Richard Strauss set two of Mackay's poems to music in his Vier Lieder for high voice and piano (Op. 27), a wedding gift to his wife in 1894, "Morgen!" and "Heimliche Aufforderung". Other settings of Mackay's poems by Strauss include "Verführung" for voice and orchestra in 1896 (Op. 33 No. 1) and "In der Campagna" for voice and piano in 1899 (Op. 41 No. 2).

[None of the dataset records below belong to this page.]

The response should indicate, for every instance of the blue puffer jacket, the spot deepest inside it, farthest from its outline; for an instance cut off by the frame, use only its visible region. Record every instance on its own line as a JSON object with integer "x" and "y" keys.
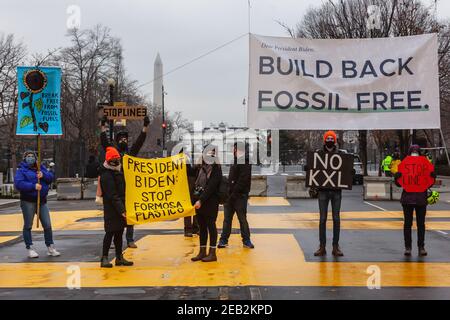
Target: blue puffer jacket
{"x": 25, "y": 181}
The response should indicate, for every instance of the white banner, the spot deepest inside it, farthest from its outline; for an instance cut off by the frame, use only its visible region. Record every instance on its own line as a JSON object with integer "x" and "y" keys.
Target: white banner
{"x": 351, "y": 84}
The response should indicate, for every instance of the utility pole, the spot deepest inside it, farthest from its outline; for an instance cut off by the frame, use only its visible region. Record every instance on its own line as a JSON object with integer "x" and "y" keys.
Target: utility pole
{"x": 111, "y": 84}
{"x": 164, "y": 125}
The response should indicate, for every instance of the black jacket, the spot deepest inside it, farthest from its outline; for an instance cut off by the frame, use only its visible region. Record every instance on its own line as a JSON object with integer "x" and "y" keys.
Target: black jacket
{"x": 210, "y": 197}
{"x": 239, "y": 180}
{"x": 134, "y": 149}
{"x": 113, "y": 190}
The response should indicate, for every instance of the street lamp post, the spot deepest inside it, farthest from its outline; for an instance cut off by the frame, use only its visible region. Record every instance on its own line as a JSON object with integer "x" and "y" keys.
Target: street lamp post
{"x": 111, "y": 84}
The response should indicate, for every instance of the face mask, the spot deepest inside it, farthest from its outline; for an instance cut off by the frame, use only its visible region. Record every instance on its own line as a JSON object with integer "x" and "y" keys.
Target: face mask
{"x": 30, "y": 160}
{"x": 329, "y": 144}
{"x": 123, "y": 145}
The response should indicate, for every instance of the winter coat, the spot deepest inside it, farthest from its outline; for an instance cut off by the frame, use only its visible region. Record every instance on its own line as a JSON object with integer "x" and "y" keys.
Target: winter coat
{"x": 239, "y": 180}
{"x": 113, "y": 190}
{"x": 25, "y": 181}
{"x": 210, "y": 197}
{"x": 414, "y": 198}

Arnold Schoenberg set Mackay's poem "Am Wegrand" to music, his Op. 6 No. 6.

==Works (incomplete)==
- Kinder des Hochlands (1885)
  - Children of the Highlands
- Anna Hermsdorf (1885)
- Sturm (1888), poetry collection, the first of several editions with additions
  - Storm
- Die Anarchisten (1891)
  - The Anarchists
- Albert Schnells Untergang. Schluß der Geschichte ohne Handlung: Die letzte Pflicht (1895)
  - Albert Schnell's Downfall. End of the Story without Plot: The Last Duty
- Max Stirner – sein Leben und sein Werk (1898)
  - Max Stirner, his Life and Work
- Der Schwimmer (1900)
  - The Swimmer
- Der Sybarit (1903)
  - The Sybarites
- Hans, mein Freund und Die Wasserratte (1910)
  - Hans, my friend and the water rat
- Der Freiheitsucher. Psychologie einer Entwicklung (ca. 1920)
  - The Freedom Seeker. psychology of development
- Der Puppenjunge (1926)
  - The Hustler
- Die namenlose Liebe, seven volumes (1906–1926)
  - The Love without a Name
- Der Unschuldige (1936)
  - The Innocent

==See also==

- Anarchism in Germany
- Individualist anarchism in Europe

==Notes==
"Puppenjunge" can also be translated as "Puppetboy", which suggests the main character is a puppet at the whim of his circumstances, which may have been Mackay's intent.